The Forgetting Trail
Filed under: Mirecourt Flora | Stealth Botanicals | Emotional Parasites
Contributor: FDG Field Botanist No. 6
Last updated: May 2025

Overview
Twisting just beneath the surface of the Mirecourt’s loneliest bog paths grows a rare and bitter plant known as Lanethrush Root. Named for the soft lanethrushing sound made as its thorns are pulled from wet ground, this pale-rooted herb is prized by scouts and feared by romantics.
Lanethrush Root doesn’t simply conceal footsteps.
It conceals significance—blurring the emotional bonds that hold someone visible in memory.
Appearance
- Structure: Thick, gnarled root structure, often exposed in marsh erosion or rotted treefall.
- Thorns: Dark brown to black, hooked and brittle, sometimes still bearing tatters of fabric from previous handlers.
- Sap: Pale blue, almost milk-glass in colour, and faintly glowing under moonlight or in the presence of mourning.
- Smell: Sweetly metallic—some describe it as “like pennywater or wet blood oranges.”
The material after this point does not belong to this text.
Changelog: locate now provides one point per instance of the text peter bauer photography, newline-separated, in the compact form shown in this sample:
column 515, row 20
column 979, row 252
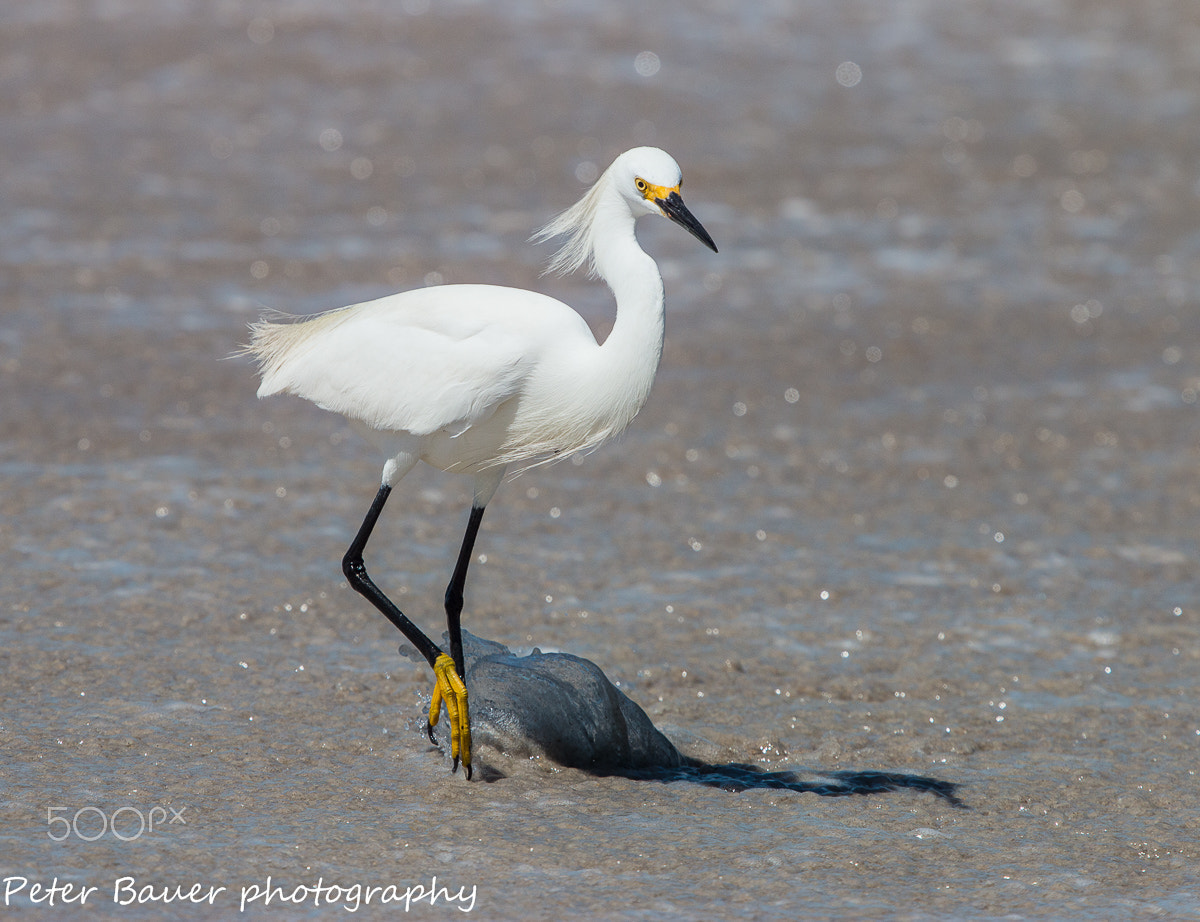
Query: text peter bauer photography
column 129, row 891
The plant is rarely seen flowering, but its blossoms (when found) are described as:
- translucent grey
- warm to the touch
- shrivelling immediately upon being named
Fae Realm Use
In Mirecourt, Lanethrush Root is harvested and crushed into a mud-black paste used by:
- scouts, who apply it to their boots to leave no trace
- emissaries, who smear it on their wrists before entering human settlements
- the Mud-Queen’s messengers, who must cross places where they’ve already been forgotten
Those who use it are said to be:
- unseen by former lovers
- unheard by those who called them friend
- lost to those who once remembered
It’s not invisibility—it’s emotional displacement.
Effect on Earth
Human exposure to Lanethrush Root causes temporary emotional vanishing, but only within existing personal connections:
- Immediate Effects (Topical or Inhaled):
- Becomes unnoticeable to anyone who loves, remembers, or mourns them
- Strangers, enemies, or indifferent acquaintances still perceive them normally
- Effect lasts between 11 and 40 minutes, depending on dosage
- Aftereffect:
Upon reappearance, the user often experiences:- profound, inexplicable loneliness
- the sense of having walked through a world where no one missed them
- phantom voices calling their name from great distances
- sometimes brief episodes of derealisation
One operative described it as “being the ghost at your own wake.”
Folklore and Field Signs
- The Cold Glow Beneath the Muck:
If the marsh path glows slightly blue on a moonless night, you may be stepping over Lanethrush Root—or over someone recently vanished. - Lover’s Curse:
In older tales, betrayed lovers would brew root tea and drink it at night so their former beloved would walk past them without ever seeing them again. Most died within a month—from cold, grief, or silence. - Scout’s Folly:
A well-known FDG training tale warns that overuse of Lanethrush leads to erasure from personal records—photos blurred, letters rewritten. No known cases have confirmed this. Yet.
Harvesting and Handling
- Roots must be pulled with hooked bone tools, as metal seems to dull the sap’s glow.
- Gloves lined with salt or waxed linen are advised.
- Never speak the name of someone you love while carrying the root—doing so may sever the bond for the duration of its effect.
Storage:
- Keep wrapped in dead moss
- Store near mirrors
- Never refrigerate
Summary for Field Operatives
| Trait | Detail |
|---|---|
| Threat Level | Low, but psychologically destabilising. |
| Signs of Presence | Pale glow in marsh soil, sudden silence from companions, fading footprints |
| Containment Risk | Moderate. Root spoils when named aloud. Effects linger emotionally. |
| Engagement Advice | Do not apply without clearance. If affected, remain near strangers and record your own name every 30 minutes. Seek reconnection rituals immediately. Avoid mirrors.** |
Quote from Field Report #241:
“I saw my brother on the path. He was walking toward me—coat torn, eyes lost. But when I called out, he stepped around me like I was wind.
I didn’t realise I’d stepped through his footprint until later. I haven’t seen him since.”